Grüne wollen Lobby knacken

Keine Zwangsmitgliedschaft in den Handelskammern, Ministeuern für Minifirmen

BERLIN taz ■ Kurz nach der Veröffentlichung eines Reformpapieres durch das Bundeskanzleramt definieren nun die Grünen ihre wichtigen Projekte für das Jahr 2003. Unter anderem soll die Zwangsmitgliedschaft für Firmen in den Industrie- und Handelskammern (IHK) aufgehoben werden, schreiben die grünen Bundestagsmitglieder Christine Scheel, Thea Dückert, Grietje Bettin und Anna Lührman in einem „Autorinnenpapier“. Durch diese und andere Maßnahmen hoffen sie, Spielraum für neue Arbeitsplätze zu schaffen.

Zurzeit noch muss jeder Gewerbetreibende Mitglied in seiner örtlichen IHK sein. Die Aufhebung dieser Pflicht würde gerade kleinen Unternehmen Kosten ersparen. Mit ihrem Vorschlag plädieren die Grünen nicht nur für eine Liberalisierung, sondern legen gleichzeitig Hand an die Grundfesten des Lobbyismus. Der Deutsche Industrie und Handelskammertag (DIHK) gehört zu den einflussreichen Verbänden, die immer wieder gegen Reformprojekte zu Felde ziehen. Ohne Zwangsmitgliedschaft würden Basis und Macht des DIHK wesentlich geringer.
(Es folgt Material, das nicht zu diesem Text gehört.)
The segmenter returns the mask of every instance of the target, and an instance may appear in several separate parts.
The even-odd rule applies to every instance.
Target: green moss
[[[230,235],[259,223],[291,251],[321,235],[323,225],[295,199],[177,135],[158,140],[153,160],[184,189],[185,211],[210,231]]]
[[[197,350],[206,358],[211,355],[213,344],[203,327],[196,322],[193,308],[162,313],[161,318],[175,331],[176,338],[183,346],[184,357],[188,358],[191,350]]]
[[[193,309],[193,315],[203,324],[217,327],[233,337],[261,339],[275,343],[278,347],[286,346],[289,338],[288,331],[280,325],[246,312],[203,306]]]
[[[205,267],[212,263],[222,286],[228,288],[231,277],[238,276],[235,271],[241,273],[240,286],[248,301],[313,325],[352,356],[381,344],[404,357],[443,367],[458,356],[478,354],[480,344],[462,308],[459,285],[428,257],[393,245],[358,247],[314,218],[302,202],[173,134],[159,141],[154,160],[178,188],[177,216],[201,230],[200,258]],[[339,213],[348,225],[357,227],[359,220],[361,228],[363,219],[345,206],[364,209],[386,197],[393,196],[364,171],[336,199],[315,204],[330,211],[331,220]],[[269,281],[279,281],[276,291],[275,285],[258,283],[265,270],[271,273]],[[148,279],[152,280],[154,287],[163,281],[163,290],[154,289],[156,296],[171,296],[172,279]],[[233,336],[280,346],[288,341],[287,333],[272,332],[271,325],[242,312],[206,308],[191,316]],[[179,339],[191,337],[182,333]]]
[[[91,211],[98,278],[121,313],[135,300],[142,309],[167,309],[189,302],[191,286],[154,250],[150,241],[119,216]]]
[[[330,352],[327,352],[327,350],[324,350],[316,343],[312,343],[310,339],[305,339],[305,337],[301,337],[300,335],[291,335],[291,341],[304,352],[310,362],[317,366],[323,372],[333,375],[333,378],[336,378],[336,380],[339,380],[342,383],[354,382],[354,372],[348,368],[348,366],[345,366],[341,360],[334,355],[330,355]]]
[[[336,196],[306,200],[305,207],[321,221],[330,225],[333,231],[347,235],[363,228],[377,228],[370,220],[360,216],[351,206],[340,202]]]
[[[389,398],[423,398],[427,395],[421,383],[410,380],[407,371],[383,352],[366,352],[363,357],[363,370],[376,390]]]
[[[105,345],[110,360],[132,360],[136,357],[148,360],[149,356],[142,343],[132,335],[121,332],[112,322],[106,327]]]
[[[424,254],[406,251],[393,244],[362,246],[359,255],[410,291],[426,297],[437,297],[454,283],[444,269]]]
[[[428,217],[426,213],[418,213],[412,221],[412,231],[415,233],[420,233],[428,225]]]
Die vier Grünen buchstabieren in ihrem Papier das aus, was der ehemalige grüne Parteichef Fritz Kuhn das „Reformjahr 2003“ genannt hat. Laut Scheel, Dückert & Co. gehört dazu vor allem eine durchgreifende Reform der Sozialversicherung – ein Thema, das auch in dem Papier des Bundeskanzleramtes angesprochen wird. Im Gegensatz zu diesem plädieren die Grünen aber weiterhin für den Ausbau der Sozialversicherung zu einer „Bürgerversicherung“, in die möglichst viele Beitragszahler auf der Basis verschiedener Einkommensarten einzahlen sollen.

Wirtschaftsstaatssekretär Rezzo Schlauch (Grüne), plant währenddessen für Anfang 2003 eine „Mittelstandsoffensive“, in deren Rahmen die Steuern für Kleinstunternehmen pauschaliert und gesenkt werden sollen.